Abstract

Distributed storage systems, built on peer-to-peer networks, can provide large-scale data storage and high data reliability by redundancy. Data backup is the process to store data into a set of redundant storage nodes. Rapid completion of such a process is very critical to maintain system performance. In traditional data backup in distributed systems based on erasure codes, star-structured scheme is used, in which each redundant block is just sent to each target storage node from the source node directly, so the storage throughput and delay are limited by the bottleneck bandwidth, due to bandwidth heterogeneity. The recent “in-network” redundancy generation scheme uses locally repairable property of self-repairing codes to speed up data backup. However, such kind of code does not own maximum distance separable property, thus does not achieve optimal storage efficiency.

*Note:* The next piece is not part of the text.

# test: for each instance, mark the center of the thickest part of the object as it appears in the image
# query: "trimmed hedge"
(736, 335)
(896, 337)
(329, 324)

We still lack a fast backup scheme in distributed systems based on general erasure coding. To this end, we proposed that instead of only focusing on bandwidths between the source node and target nodes, the bandwidths between target storage nodes should be fully taken into account. In our scheme, each redundant data block is divided into some parts according to different proportions and each part of the block is sent to the target storage node via other different storage nodes. The benefit is that spare bandwidths between target storage nodes are used to reduce backup time. We further show how this process can be modeled and derive a formula about the final backup time. We can achieve minimum backup time by solution for classical quadratic programming problem. We conduct both numerical analysis and experimental study. Our experiments shows, the delay reduces 59 %, compared with common star-structured scheme. Meanwhile, the throughput is increased significantly in backup process.